The following shell scripts have been deleted and replaced by codegen.sh:

Deleted script	Replacement command
`generate_refdata_schema.sh`	`codegen.sh regenerate --component refdata --profile sql`

Modeline configurations

From library/data/modeline.org:

Language	Modeline
SQL	`sql-product: postgres; indent-tabs-mode: nil`
C++	`mode: c++; indent-tabs-mode: nil; c-basic-offset: 4`

Features

Licence generation. Generated files carry a licence header with editor modelines, a copyright with the current year, and the appropriate per-language comment formatting.
Multi-language comment support. SQL and C++ use /* ... */ with a * = line prefix; Python uses =""", JavaScript uses /** */.
Flexible output. Default output directory is output/; overridable via the second positional argument; created automatically if absent.
Overall models. A model.json can orchestrate generation of multiple artefacts in dependency order.
Dynamic prefixing. A model_name property on an overall model prefixes every output file (for example solvaris_).
Automatic sibling loading. JSON models in the same directory are loaded together so a template can cross-reference them.
Enhanced data context. Subject-area datasets (such as currencies_dataset, countries_dataset) are surfaced as named variables to templates for direct access.

Example model structure

From models/slovaris/catalogs.json:

[
    {
        "name": "Slovaris",
        "description": "Imaginary world to test all system functions.",
        "owner": "Testing Team"
    }
]

The sql_catalog_populate.mustache template generates SQL that:

Includes the enhanced licence header.
Sets the schema to ores.
Generates SQL calls to metadata.upsert_dq_catalogs().
Includes summary queries.

Extending

To add a new _table.json model for an existing component:

Create the *_table.json file in the component's models/ directory.
Run codegen.sh regenerate --component <name> --profile sql to generate the SQL.

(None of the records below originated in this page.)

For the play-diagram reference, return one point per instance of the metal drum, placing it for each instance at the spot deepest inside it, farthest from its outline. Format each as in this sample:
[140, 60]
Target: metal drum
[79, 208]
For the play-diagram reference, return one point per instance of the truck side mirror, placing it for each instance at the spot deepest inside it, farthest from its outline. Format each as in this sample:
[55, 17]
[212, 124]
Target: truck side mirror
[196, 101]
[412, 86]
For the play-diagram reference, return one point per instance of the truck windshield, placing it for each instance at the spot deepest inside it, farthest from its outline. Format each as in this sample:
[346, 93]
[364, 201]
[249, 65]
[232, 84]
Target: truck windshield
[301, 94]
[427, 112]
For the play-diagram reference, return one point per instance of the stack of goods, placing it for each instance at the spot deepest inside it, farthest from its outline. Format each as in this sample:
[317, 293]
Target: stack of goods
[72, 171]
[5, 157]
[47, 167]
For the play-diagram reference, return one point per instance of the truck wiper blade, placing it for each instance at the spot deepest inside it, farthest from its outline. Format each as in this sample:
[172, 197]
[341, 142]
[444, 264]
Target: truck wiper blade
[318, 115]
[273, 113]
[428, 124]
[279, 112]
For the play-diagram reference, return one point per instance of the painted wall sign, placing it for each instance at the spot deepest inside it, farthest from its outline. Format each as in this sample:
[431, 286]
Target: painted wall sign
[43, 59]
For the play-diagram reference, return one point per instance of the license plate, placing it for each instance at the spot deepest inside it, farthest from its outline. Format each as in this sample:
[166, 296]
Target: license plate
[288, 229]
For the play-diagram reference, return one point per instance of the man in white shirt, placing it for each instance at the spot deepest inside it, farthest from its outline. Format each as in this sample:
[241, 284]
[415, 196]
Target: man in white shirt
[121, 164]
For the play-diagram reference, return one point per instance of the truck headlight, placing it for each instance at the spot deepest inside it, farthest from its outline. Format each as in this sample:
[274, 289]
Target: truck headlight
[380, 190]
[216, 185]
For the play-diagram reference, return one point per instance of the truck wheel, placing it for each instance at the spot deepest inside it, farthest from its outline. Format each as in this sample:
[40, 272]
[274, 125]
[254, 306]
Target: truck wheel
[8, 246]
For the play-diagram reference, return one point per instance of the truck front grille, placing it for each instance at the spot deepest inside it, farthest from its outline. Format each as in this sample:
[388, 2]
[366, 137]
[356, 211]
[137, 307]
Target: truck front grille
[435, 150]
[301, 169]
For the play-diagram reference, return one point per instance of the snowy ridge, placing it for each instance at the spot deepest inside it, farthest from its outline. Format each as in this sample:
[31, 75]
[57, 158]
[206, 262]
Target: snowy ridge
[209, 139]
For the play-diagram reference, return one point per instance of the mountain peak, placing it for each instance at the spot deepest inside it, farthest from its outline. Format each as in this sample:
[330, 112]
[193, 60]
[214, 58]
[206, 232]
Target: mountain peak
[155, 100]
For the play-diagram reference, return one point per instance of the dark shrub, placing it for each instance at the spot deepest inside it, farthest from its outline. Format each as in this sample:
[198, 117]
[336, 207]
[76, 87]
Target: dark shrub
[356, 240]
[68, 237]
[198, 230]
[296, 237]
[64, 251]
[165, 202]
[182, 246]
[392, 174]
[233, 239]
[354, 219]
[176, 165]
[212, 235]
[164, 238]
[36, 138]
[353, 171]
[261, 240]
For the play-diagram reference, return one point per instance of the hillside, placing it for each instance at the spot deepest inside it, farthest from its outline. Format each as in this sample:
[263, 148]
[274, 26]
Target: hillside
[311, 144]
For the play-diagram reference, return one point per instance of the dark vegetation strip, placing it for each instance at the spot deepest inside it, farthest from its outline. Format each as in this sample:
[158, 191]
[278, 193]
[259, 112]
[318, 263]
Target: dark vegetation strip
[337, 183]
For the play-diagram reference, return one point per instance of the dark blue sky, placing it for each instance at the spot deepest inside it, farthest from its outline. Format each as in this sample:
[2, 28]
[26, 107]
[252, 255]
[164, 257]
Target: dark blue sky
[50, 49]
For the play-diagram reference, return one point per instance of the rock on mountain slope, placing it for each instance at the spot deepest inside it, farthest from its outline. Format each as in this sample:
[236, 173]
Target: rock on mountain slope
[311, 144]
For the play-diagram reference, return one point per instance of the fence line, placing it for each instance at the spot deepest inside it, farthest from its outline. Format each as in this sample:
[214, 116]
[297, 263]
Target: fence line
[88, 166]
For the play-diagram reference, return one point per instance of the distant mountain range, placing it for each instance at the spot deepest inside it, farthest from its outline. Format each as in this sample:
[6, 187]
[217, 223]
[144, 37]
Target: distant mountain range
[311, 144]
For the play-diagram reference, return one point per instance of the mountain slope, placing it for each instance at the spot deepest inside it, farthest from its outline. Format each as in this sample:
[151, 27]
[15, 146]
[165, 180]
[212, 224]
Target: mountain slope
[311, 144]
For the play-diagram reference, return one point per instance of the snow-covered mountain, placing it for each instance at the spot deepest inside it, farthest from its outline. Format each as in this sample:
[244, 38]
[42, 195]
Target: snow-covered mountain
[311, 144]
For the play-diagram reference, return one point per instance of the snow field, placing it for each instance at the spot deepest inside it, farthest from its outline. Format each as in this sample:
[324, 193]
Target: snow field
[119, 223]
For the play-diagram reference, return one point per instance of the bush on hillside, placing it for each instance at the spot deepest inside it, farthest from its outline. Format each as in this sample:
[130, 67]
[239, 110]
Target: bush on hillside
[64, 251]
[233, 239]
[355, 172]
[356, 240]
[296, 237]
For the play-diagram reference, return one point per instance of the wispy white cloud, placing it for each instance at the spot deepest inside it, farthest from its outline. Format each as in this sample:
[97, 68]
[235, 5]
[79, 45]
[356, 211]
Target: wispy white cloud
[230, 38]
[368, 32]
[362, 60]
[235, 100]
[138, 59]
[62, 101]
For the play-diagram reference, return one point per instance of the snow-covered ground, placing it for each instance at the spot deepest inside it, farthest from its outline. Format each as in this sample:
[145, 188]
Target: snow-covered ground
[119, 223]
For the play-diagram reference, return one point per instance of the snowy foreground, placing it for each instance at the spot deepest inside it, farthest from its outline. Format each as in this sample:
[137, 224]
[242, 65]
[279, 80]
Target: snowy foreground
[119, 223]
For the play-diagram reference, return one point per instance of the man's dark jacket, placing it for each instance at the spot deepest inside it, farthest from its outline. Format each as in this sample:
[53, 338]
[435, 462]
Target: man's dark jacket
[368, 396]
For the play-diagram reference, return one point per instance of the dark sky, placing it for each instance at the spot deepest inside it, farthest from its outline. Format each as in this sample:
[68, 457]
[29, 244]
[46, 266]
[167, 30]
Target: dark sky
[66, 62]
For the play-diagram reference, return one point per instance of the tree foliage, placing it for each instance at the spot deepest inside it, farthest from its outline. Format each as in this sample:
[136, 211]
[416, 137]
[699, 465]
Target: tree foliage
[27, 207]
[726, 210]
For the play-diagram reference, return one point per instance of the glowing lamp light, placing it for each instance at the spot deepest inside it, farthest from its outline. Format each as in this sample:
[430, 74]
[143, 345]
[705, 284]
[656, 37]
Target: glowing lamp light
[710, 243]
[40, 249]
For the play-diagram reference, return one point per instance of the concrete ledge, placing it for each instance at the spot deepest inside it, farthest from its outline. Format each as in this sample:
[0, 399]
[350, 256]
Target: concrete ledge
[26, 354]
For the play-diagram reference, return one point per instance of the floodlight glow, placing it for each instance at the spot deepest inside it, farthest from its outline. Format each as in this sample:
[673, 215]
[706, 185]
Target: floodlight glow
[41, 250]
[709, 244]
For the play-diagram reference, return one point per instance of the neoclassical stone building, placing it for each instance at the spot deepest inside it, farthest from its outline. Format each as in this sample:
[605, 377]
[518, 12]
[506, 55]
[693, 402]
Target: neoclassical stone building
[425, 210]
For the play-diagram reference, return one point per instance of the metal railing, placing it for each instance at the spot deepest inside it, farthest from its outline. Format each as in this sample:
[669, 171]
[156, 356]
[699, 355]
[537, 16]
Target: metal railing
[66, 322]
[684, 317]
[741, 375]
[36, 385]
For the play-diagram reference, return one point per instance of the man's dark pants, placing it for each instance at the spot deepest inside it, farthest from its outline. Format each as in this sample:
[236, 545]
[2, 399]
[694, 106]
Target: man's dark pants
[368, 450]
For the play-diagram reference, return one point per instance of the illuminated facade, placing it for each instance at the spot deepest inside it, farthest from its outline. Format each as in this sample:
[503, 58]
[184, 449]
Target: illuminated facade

To add a new profile or template:

Add the Mustache template to library/templates/.
Add an entry to library/facet_catalogue.org under the relevant profile heading, adding a row to the templates table with template, output pattern, and optionally model_types.
If adding a new model type, update get_model_type() in src/generator.py and add any preprocessing logic in the generate_from_model() dispatch block.

To add a new named component:

Add a row to library/component_catalogue.org with the component's models_dir, entity_glob, exclude_suffix, and modeling_dir.
The component is then available as codegen.sh regenerate --component <name>.